I-Net says it is operating within framework of licence


Stabroek News
July 4, 2001


Datacommunications company i-Net has told its clients that it has obtained advice that its operations are legal and says that the onus is on the Guyana Telephone and Telegraph Company (GT&T) to resume discussions on establishing a beneficial relationship.

i-Net's stance comes in the wake of a letter to it by Prime Minister Sam Hinds on June 7 warning that the operations of the data communications company were in breach of a commitment to enter into an arrangement with GT&T and that it was at risk of being closed down by the National Frequency Management Unit. This letter was released to the press on June 20 by the PM's office and reported on the following day.

In a statement to its customers on June 22, i-Net's managing director Noel Holder assured that i-Net was operating within the legal framework of its licence as a wireless high speed broadband data communications provider and integration firm.

Holder said the company's legal advisors have stated that internet services are not telecommunication services and, therefore, are not subject to administration under the Telecommunications Act 1990.

The advisors have pointed out that the internet was not commercially available until the mid 1990s as a medium of communication.

Given this, the internet could not have been a technology contemplated under the Guyana Post and Telegraph Act nor the Act which established the National Frequency Management Unit and cannot be regulated under these Acts, i-Net's advisors have surmised.

Holder related that i-Net had entered into discussions with GT&T with a view to paving the way for a mutually beneficial relationship. This was done at the request of Prime Minister Hinds.

Holder said i-Net was informed by GT&T at a meeting on November 20, 2000 that i-Net could not be allocated telephone and facsimile lines as there were some 20,000 persons awaiting telephone service.

i-Net then offered to establish a big enough wireless link between the two companies to enable the deployment of the 20,000 lines within a short period.

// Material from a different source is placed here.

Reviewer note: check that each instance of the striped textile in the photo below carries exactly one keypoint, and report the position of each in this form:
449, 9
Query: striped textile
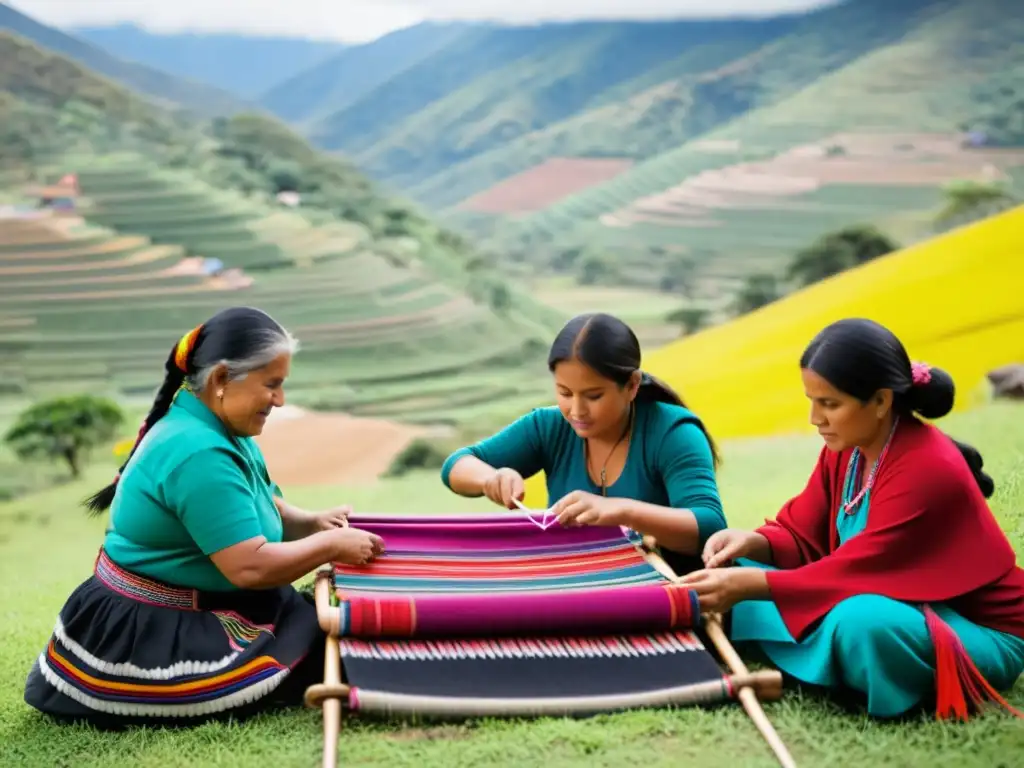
482, 576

Eighteen months have passed and there has been no response from GT&T, i-Net said.

Holder stated that in the interest of reciprocity, i-Net requested from GT&T a 512K internet circuit based on certain specifications which i-Net provided. This request is also yet to be responded to.

"The Prime Minister has been duly apprised of the present status of deliberations between GT&T and i-Net; that as far as we are concerned there has been no breach in our agreement to continue discussions; and that the onus is with the GT&T", the statement said.

In his letter to i-Net of June 7, Hinds had said that the company was offering certain sevices without the requisite permission and said that it was only allowed to clear "unlicenced" equipment upon its appeal and a "gentleman's agreement" that the equipment would be held in storage and not be put into use until a licence could be arranged.

Hinds added that at a meeting on November 1, 2000 with i-Net he had deferred his request for the company to disconnect the unauthorised system so that the company could hold discussions with GT&T and enter some kind of arrangement relating to the international gateway facilities.